It’s a common question among those decrying the cost of health insurance: Why should you have to purchase a plan that covers procedures you won’t ever need? Especially if, say, you’re a guy, and your plan covers maternity care — as Obamacare requires most plans sold through an exchange to do?
On Thursday, Sen. Pat Roberts (R-Kan.) was asked by Talking Points Memo reporter Alice Ollstein whether he supports a proposal being floated by conservatives to get rid of Obamacare’s minimum coverage requirements. His response:
I asked Sen. Roberts if he supports scrapping Essential Health Benefits. "I wouldn't want to lose my mammograms," he snarked. #AHCA— Alice Miranda Ollstein (@AliceOllstein) March 23, 2017
Roberts, perhaps recognizing that he just appeared to disparage a medical procedure that the American Cancer Society suggests all women over 45 should get, almost immediately apologized.
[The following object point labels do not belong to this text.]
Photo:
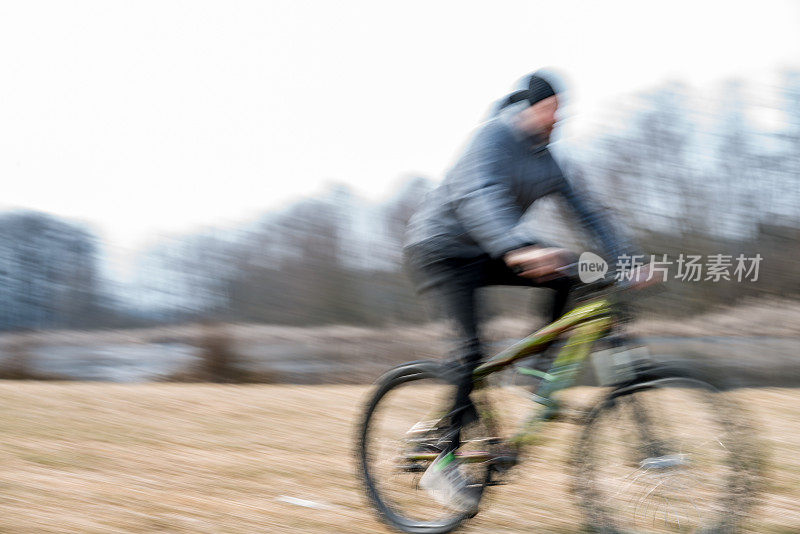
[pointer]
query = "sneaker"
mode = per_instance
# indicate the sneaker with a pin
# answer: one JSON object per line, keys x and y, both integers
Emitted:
{"x": 445, "y": 481}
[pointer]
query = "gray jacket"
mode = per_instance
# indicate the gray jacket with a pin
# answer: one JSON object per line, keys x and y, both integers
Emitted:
{"x": 476, "y": 210}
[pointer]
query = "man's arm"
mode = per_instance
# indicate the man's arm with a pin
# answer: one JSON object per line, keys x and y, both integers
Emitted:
{"x": 483, "y": 200}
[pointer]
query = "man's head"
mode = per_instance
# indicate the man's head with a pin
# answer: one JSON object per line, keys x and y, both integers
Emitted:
{"x": 539, "y": 118}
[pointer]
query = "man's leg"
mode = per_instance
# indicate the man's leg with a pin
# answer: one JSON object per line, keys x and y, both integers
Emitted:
{"x": 457, "y": 302}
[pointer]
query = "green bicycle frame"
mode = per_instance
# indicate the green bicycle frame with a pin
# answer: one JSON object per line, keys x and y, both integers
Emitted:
{"x": 587, "y": 323}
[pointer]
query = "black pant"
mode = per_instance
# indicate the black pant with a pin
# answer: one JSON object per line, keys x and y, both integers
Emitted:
{"x": 453, "y": 285}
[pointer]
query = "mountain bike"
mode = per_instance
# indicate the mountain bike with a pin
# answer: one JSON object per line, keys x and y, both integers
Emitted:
{"x": 662, "y": 451}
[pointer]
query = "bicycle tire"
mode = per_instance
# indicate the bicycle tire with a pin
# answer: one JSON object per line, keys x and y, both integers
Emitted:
{"x": 648, "y": 429}
{"x": 388, "y": 512}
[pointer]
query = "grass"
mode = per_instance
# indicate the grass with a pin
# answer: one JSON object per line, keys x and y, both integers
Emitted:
{"x": 204, "y": 458}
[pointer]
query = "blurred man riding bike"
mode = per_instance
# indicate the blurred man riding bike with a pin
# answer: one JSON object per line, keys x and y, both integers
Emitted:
{"x": 468, "y": 234}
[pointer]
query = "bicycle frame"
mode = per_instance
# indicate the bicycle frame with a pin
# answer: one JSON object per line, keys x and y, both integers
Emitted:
{"x": 588, "y": 323}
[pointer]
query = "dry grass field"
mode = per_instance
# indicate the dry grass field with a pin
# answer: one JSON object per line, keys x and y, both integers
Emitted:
{"x": 101, "y": 458}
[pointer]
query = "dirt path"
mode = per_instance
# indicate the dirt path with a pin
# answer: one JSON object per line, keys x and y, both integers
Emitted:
{"x": 108, "y": 458}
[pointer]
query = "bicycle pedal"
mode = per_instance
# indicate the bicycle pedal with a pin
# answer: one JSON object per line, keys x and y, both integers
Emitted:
{"x": 411, "y": 468}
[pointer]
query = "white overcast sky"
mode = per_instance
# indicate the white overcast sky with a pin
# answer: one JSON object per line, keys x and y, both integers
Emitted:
{"x": 141, "y": 117}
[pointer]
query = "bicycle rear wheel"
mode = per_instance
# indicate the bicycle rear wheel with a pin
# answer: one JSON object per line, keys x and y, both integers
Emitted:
{"x": 666, "y": 454}
{"x": 399, "y": 435}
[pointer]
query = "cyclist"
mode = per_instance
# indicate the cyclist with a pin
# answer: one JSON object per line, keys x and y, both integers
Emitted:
{"x": 468, "y": 234}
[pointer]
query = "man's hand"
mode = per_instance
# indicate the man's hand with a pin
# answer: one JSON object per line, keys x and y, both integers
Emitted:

I deeply regret my comments on a very important topic. Mammograms are essential to women's health & I never intended to indicate otherwise.— Senator Pat Roberts (@SenPatRoberts) March 23, 2017
Here’s what he said in a separate statement to The Fix: “I deeply regret my comments on such an important topic. I know several individuals whose lives have been saved by mammograms, and I recognize how essential they are to women’s health. I never intended to indicate otherwise, and I apologize for my comments.”
(Worth noting: Men also get breast cancer.)
At issue here is what the 2010 Affordable Care Act deems “essential benefits,” or benefits so important all insurance companies have to cover them. They include such things as doctor visits, ambulance rides, prescription drugs — and maternity care.
Republicans are considering slashing those essential benefits at the request of the conservative House Freedom Caucus. Democrats say that would slash coverage to bare-bones plans. But if consumers want to buy bare-bone plans, they should be able to, conservatives argue.
But framing that debate in a gender-oriented way has felled several male lawmakers recently. Earlier this month, as the struggling Obamacare replacement bill was being debated in committee, Rep. John Shimkus (R-Ill.) asked this:
“What about men having to purchase prenatal care?” Shimkus said. “I’m just . . . is that not correct? And should they?”
“What a shocking display of ignorance and sexism,” the Chicago Sun Times editorial board responded.
In a town hall earlier this week, Kentucky Gov. Matt Bevin (R) made a joke about essential benefits that appeared to go over well in front of a conservative audience but drew the attention of national media:
“I don’t need maternity benefits because I don’t expect I’ll be expecting,” Bevin said. “Truth be told, I don’t think I’m alone in thinking that. There are women who frankly don’t want to pay for procedures they’re never going to need either.”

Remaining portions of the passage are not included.